So, as my dear readers know, Ez is having surgery at the end of this week. The surgery has been a long time coming (see more about the surgery on this post). Since our Children’s Hospital is in another state and the surgery was only scheduled a week ago, I have been sort of wrapped up in packing for her to be inpatient for awhile, trying to organize where to stay, and so on.

When I spoke with our surgeon last week he explained that Ez would need to be inpatient for 5-7 days and spend 1-2 days in the surgical intensive care unit. I knew the hospital would be arranging everything with insurance and not to worry unless I heard something.

SO, yesterday I heard something. We have a dedicated customer service person as well as a dedicated nurse at our insurance company who both follow our case (and are both wonderful, BTW). First the nurse called to warn me that Esmé’s hospital stay was likely to be denied. Her surgery has been approved, but the hospital stay was not. Funny, right? Wait for it…according to the coding of her surgery, the insurance believes Esmé’s surgery should be ambulatory.

HAHAHAH!

From two days of ICU to ambulatory in 60 seconds.

Whatever, the notion that this surgery could be ambulatory for a child like Ez is so ridiculous that our nurse explained (very quickly, because she is aware of my “advocating”) that it, essentially doesn’t matter.
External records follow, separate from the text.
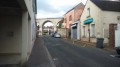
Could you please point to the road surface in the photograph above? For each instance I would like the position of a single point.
(65, 54)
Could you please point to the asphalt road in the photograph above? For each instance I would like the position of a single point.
(65, 54)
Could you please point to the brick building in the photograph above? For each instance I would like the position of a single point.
(72, 16)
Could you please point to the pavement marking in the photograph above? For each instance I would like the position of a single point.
(55, 59)
(117, 56)
(57, 44)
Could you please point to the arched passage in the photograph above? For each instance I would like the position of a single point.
(42, 21)
(47, 27)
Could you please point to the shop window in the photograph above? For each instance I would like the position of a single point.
(93, 30)
(70, 18)
(83, 31)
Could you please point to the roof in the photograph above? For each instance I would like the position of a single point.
(80, 4)
(108, 5)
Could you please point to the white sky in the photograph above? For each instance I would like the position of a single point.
(48, 24)
(55, 8)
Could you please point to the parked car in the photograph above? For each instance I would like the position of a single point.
(52, 34)
(57, 35)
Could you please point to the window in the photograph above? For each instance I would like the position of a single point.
(70, 18)
(93, 30)
(65, 20)
(83, 31)
(88, 9)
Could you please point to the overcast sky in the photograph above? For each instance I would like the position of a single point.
(55, 8)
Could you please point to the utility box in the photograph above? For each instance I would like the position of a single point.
(99, 43)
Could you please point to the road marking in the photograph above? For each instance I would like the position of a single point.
(118, 56)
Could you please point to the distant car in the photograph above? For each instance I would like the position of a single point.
(57, 35)
(52, 34)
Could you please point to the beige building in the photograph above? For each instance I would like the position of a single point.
(18, 30)
(96, 20)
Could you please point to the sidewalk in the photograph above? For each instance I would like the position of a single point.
(89, 44)
(40, 56)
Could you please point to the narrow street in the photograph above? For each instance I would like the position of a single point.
(67, 55)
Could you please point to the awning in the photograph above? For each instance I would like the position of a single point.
(88, 21)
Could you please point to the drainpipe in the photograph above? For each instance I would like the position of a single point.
(89, 31)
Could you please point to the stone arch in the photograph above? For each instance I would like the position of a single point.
(42, 21)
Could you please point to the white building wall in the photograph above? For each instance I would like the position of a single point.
(108, 17)
(95, 13)
(101, 19)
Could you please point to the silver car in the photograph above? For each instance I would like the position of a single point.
(57, 35)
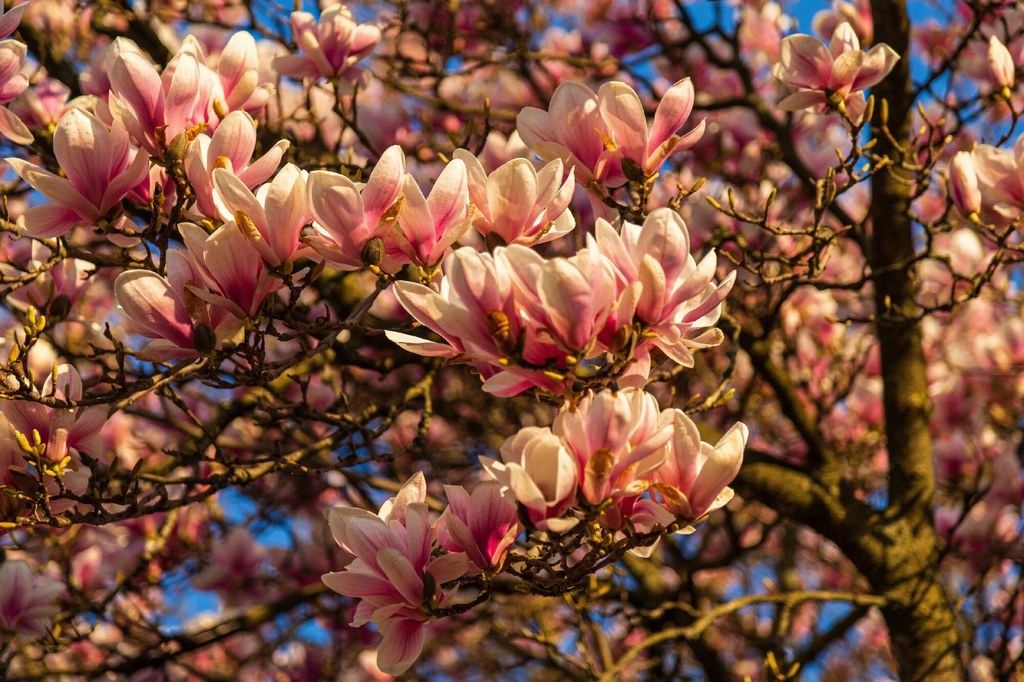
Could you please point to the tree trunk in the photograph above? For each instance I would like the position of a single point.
(922, 625)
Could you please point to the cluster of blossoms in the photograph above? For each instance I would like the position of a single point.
(218, 249)
(181, 142)
(642, 471)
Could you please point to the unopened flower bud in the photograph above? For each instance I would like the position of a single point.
(373, 252)
(633, 171)
(205, 339)
(60, 306)
(176, 147)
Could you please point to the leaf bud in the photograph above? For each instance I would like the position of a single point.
(632, 171)
(205, 338)
(373, 252)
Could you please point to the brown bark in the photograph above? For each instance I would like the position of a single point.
(922, 625)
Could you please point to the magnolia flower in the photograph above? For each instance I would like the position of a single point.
(10, 18)
(677, 298)
(566, 300)
(482, 524)
(623, 113)
(541, 473)
(832, 77)
(428, 226)
(1001, 65)
(26, 607)
(273, 217)
(617, 442)
(230, 147)
(238, 69)
(476, 313)
(595, 132)
(694, 476)
(12, 83)
(393, 574)
(331, 47)
(93, 183)
(168, 311)
(156, 108)
(62, 429)
(231, 270)
(347, 215)
(964, 183)
(42, 105)
(989, 181)
(519, 204)
(572, 130)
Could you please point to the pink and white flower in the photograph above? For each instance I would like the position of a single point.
(393, 576)
(12, 83)
(541, 474)
(347, 215)
(167, 310)
(229, 147)
(833, 77)
(93, 183)
(693, 479)
(617, 441)
(27, 606)
(427, 226)
(331, 47)
(518, 204)
(483, 524)
(273, 217)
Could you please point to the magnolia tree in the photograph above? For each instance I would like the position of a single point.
(427, 339)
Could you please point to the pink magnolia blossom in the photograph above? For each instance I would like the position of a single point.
(229, 147)
(833, 77)
(572, 130)
(856, 13)
(989, 181)
(95, 79)
(518, 204)
(273, 217)
(389, 576)
(594, 132)
(10, 18)
(567, 301)
(541, 473)
(331, 47)
(12, 83)
(157, 108)
(42, 105)
(238, 69)
(62, 429)
(168, 311)
(623, 113)
(27, 606)
(347, 215)
(678, 299)
(694, 476)
(483, 524)
(94, 183)
(1000, 64)
(617, 442)
(964, 183)
(477, 314)
(232, 271)
(427, 226)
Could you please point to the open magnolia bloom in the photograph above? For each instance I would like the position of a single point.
(833, 77)
(93, 184)
(595, 132)
(393, 574)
If the doctors don’t feel that Ez meets the “minimum requirements for discharge”she will not be discharged, and our insurance has to cover the stay. Obviously Ez will not meet these minimums post-op. She will likely be keeping low oxygen levels, not tolerating food, and having any number of other issues. Which is why the surgeon was planning for a longer stay! Right, because he knows her history and is, therefore, a better predictor of her needs than some coding protocol put together by an intern and a dartboard.

Meanwhile, the hospital is appealing the case (so they won’t have to battle down the line about “minimum requirements for discharge”) and this means that our surgeon now has to spend time (that would be better suited, I dunno, saving lives?) on the phone doing a “peer-to-peer” conversation with the insurance’s doctor…explaining why a medically-fragile, epileptic, severely hypotonic, failure-to-thrive toddler with a neurogenetic/neuromuscular disorder shouldn’t be discharged ten minutes after a series of major abdominal (albeit likely laproscopic) surgeries.

Perhaps I should offer to make the call?

One Comment

  • I feel like banging my head against a brick wall on your behalf. I should have expected as much. After all, everyone knows that "fun" and "insurance" don't belong in the same phrase/paragraph/continent.